The gross premium volume in life and health reinsurance was a modest 1.7% higher than in the previous year at EUR 7.2 billion (EUR 7.1 billion). Adjusted for exchange rate effects, the premium would have grown by 4.6%. The retention stood at 90.7% (91.7%). Net premium earned was stable at EUR 6.5 billion (EUR 6.5 billion); an increase of 3.2% would have been recorded at constant exchange rates.
Treaty recaptures prompted by rate increases in the book of legacy US mortality business resulted in a charge to EBIT of EUR 272.6 million. Allowing for the release of an expense reserve that was no longer required, non-recurring pre-tax strains totalling EUR 185.4 million were incurred. Altogether, Hannover Re achieved an operating result (EBIT) of EUR 275.9 million (EUR 245.2 million) in life and health reinsurance. This reflected the good quality and solid profitability of the business outside the US mortality portfolio acquired in 2009.
Group net income in life and health reinsurance improved by 7.7% to reach EUR 185.9 million (EUR 172.6 million).

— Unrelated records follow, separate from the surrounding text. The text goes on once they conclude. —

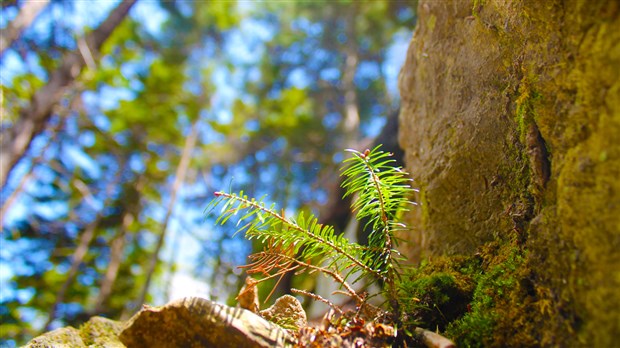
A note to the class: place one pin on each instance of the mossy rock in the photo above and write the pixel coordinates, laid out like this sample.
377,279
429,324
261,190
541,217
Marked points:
510,118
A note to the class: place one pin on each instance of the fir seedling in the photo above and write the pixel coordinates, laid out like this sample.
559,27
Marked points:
300,244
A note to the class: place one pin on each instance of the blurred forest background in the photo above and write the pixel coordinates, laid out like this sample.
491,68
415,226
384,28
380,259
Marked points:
119,120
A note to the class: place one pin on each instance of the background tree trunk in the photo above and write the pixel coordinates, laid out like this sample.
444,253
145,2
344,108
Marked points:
27,13
510,118
190,143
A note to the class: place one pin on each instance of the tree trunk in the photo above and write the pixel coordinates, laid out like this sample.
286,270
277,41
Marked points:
27,13
351,109
16,139
190,143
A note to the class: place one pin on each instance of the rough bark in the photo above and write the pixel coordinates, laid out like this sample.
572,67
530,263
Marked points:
27,14
509,119
32,119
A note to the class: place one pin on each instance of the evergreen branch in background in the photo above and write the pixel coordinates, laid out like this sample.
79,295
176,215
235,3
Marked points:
301,244
383,191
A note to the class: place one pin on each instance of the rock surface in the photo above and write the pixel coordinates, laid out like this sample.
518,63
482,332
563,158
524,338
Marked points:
97,332
510,118
286,311
198,322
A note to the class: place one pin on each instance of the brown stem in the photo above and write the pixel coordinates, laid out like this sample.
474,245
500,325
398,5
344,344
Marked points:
188,147
27,14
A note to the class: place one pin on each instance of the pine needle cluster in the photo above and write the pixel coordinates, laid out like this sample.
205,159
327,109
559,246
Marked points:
301,244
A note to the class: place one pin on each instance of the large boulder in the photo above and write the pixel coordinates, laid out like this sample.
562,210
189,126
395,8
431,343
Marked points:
97,332
510,120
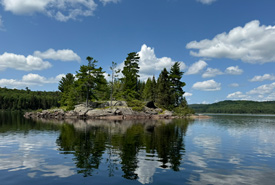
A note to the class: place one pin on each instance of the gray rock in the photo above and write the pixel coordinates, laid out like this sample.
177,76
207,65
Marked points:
100,112
119,103
150,111
167,113
125,111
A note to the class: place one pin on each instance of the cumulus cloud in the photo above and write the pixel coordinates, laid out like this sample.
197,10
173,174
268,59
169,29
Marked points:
263,89
62,10
252,43
206,1
30,80
210,72
209,85
196,68
151,65
262,78
63,55
237,95
20,62
234,70
1,24
262,93
234,85
109,1
187,94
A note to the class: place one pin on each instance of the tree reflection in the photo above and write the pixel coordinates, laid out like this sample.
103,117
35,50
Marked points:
124,141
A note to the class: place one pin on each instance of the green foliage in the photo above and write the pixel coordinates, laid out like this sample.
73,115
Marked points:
147,94
164,90
239,107
130,79
175,76
135,103
14,99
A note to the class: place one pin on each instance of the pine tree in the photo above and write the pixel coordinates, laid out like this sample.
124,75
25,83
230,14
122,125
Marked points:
175,76
147,92
65,85
163,90
130,79
154,89
90,80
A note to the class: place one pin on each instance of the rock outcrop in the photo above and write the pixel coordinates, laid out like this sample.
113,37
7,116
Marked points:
118,111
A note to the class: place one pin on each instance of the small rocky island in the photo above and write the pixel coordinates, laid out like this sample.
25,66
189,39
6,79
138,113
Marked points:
118,111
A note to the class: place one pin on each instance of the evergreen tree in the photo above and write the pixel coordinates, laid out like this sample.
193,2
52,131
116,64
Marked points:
164,90
147,92
91,82
130,79
154,89
65,85
114,75
176,84
101,90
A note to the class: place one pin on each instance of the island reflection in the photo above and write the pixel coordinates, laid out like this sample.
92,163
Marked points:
135,147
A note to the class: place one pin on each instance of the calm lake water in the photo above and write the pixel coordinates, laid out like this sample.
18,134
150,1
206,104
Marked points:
226,149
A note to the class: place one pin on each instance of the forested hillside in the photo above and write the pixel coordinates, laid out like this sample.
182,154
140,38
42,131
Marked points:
240,107
14,99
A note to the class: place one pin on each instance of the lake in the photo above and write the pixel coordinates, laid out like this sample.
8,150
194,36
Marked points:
226,149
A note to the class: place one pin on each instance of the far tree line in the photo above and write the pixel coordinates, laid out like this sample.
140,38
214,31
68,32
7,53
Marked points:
89,84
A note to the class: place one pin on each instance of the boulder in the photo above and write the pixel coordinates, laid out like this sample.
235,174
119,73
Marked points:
150,111
100,112
124,111
168,113
119,103
151,104
81,109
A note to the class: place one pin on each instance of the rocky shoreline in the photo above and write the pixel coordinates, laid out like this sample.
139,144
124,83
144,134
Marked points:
120,111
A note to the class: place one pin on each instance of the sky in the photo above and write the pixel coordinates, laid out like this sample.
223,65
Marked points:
226,48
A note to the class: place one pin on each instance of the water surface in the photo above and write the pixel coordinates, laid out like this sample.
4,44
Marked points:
226,149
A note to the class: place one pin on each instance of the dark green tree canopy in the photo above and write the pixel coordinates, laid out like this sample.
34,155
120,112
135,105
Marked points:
130,73
175,76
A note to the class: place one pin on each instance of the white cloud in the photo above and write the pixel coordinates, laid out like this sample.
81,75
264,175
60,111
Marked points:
187,94
29,80
151,65
206,1
234,85
63,55
109,1
1,24
196,68
20,62
62,10
262,93
209,85
210,72
234,70
237,95
263,89
252,43
262,78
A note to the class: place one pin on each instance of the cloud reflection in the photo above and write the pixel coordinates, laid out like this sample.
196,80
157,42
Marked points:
27,155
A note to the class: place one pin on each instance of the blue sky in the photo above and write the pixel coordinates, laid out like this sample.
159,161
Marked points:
226,47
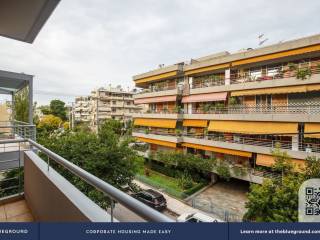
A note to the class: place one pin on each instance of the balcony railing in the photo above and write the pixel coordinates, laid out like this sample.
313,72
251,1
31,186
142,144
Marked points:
276,73
313,108
114,194
164,111
269,143
272,73
13,129
209,82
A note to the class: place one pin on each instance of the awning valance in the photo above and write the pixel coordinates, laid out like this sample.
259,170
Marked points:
155,99
156,77
277,90
208,97
218,150
249,127
160,123
268,161
312,128
157,142
195,123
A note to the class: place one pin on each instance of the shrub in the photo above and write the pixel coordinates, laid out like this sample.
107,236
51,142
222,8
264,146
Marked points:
303,73
223,171
185,181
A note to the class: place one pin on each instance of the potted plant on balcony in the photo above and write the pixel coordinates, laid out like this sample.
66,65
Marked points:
304,73
219,107
178,132
177,109
292,66
206,107
232,101
205,133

Investments and shareholders' equity:
Return on investment clearly beats expectations at 3.2%
Capital markets continued to prove challenging in 2018. Against this backdrop, Hannover Re is highly satisfied with the development of its investments. The portfolio of investments under own management grew to EUR 42.2 billion (EUR 40.1 billion). The operating cash flow of more than EUR 2 billion was a crucial driver of the portfolio growth. Furthermore, exchange rate effects and the issuance of a bond in the second quarter more than offset valuation declines in the area of fixed-income securities.

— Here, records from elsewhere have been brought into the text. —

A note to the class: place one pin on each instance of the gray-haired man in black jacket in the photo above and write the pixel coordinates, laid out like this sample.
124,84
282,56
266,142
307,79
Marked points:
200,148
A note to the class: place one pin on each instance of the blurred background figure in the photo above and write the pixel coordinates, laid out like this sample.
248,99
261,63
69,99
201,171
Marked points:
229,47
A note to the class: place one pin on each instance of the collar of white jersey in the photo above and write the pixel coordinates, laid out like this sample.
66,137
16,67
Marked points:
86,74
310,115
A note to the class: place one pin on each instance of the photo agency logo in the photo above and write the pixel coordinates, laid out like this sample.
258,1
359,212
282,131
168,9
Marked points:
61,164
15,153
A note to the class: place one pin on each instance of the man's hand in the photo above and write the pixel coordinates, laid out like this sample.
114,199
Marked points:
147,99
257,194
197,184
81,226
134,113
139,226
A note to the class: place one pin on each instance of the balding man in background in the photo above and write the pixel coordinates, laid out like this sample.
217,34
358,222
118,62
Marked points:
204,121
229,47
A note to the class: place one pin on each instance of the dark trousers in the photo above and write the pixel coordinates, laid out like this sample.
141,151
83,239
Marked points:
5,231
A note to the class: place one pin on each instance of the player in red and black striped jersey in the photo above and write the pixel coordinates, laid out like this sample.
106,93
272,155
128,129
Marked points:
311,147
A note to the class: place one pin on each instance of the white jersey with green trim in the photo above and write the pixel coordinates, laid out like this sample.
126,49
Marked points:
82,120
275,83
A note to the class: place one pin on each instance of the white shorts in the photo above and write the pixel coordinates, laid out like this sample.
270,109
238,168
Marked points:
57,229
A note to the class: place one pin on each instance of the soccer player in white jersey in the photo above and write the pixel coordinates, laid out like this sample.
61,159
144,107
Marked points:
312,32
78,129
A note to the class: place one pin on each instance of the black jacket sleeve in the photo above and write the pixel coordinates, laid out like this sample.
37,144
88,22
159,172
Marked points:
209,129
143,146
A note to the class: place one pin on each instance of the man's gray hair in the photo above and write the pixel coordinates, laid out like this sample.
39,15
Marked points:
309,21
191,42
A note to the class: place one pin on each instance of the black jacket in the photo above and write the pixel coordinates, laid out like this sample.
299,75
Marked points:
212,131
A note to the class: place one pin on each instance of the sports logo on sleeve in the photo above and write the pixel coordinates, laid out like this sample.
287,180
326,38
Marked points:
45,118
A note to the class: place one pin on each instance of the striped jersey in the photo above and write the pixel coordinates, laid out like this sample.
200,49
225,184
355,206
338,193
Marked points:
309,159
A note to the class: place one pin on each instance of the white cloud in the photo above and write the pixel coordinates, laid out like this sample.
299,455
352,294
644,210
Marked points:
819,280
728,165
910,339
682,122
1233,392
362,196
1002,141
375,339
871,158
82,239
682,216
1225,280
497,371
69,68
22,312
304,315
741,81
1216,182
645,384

Net realised gains on disposals were sharply lower at EUR 127.7 million (EUR 377.1 million), reflecting the sale of the equity portfolio in the previous year. The impairments taken in the year under review were merely minimal. Income from investments under own management contracted by 14.1% to EUR 1,322.0 million (EUR 1,539.0 million). The resulting return on investment of 3.2% (3.8%) thus clearly outperformed the forecast of at least 2.7%. Investment income including interest on funds withheld and contract deposits declined by 13.7% to EUR 1,530.0 million (EUR 1,773.9 million).

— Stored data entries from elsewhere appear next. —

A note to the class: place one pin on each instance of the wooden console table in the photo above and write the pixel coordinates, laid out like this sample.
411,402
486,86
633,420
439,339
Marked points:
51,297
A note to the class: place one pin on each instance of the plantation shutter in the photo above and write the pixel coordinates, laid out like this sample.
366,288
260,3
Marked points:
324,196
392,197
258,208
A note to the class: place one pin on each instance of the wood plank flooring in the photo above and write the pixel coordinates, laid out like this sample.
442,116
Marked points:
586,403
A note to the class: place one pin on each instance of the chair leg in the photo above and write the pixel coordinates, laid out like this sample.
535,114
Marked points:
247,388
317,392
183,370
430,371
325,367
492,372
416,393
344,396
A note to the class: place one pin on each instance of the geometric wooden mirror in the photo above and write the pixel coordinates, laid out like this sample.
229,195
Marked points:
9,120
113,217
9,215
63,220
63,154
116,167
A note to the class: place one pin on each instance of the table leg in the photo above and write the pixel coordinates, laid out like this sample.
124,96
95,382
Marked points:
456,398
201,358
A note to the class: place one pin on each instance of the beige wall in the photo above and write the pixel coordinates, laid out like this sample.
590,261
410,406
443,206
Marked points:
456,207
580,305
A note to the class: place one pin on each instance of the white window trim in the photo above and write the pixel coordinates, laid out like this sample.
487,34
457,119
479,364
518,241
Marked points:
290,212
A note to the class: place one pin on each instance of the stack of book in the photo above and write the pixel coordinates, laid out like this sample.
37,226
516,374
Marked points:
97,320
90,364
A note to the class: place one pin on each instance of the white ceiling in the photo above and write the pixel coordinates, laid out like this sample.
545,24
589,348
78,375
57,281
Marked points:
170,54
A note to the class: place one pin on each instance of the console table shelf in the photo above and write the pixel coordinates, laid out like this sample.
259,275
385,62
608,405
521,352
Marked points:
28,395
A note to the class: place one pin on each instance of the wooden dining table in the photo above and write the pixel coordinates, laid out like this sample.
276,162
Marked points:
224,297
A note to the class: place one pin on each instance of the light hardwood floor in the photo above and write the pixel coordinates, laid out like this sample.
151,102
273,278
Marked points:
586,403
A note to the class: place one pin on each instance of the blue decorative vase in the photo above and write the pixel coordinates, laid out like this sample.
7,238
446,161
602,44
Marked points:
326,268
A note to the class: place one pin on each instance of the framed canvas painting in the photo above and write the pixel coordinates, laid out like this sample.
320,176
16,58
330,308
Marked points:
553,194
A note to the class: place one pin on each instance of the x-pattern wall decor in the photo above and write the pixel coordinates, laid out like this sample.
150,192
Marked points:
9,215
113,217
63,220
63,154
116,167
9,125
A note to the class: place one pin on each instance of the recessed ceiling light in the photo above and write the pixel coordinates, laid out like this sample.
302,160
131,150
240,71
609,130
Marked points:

The shareholders' equity of Hannover Rück SE increased compared to the previous year. It amounted to EUR 8.8 billion (EUR 8.5 billion) as at 31 December 2018. The book value per share rose to EUR 72.78 (EUR 70.72). The return on equity of 12.2% (10.9%) was again well ahead of the minimum target of 9.4%. The total policyholders' surplus (including non-controlling interests and hybrid capital) amounted to EUR 11.0 billion (EUR 10.8 billion).
Outlook for 2019:
Group net income in the order of EUR 1.1 billion
"We enjoyed a very satisfactory round of treaty renewals as at 1 January 2019 in which we continued to focus on profitable growth," Ulrich Wallin said. "In view of Hannover Re's good financial strength and our efficient capital management, I am optimistic that the targets set for the current financial year will be achieved and I have confidence in the company's sustained profitability."
Hannover Re expects gross premium for total business to grow in the current financial year by a single-digit percentage at constant exchange rates. Group net income should reach an amount in the order of EUR 1.1 billion. This is based on the premise that major loss expenditure does not significantly exceed the budgeted level of EUR 875 million and assumes that there are no exceptional distortions on capital markets.
The asset portfolios should grow – assuming constant exchange rates – in view of the anticipated positive cash flow. The return on investment should be at least 2.8%.
In terms of the dividend for the current financial year, Hannover Re envisages an unchanged payout ratio in the range of 35% to 45% of its IFRS Group net income. This ratio will increase further through payment of a special dividend subject to a continued comfortable level of capitalisation and Group net income within the expected bounds.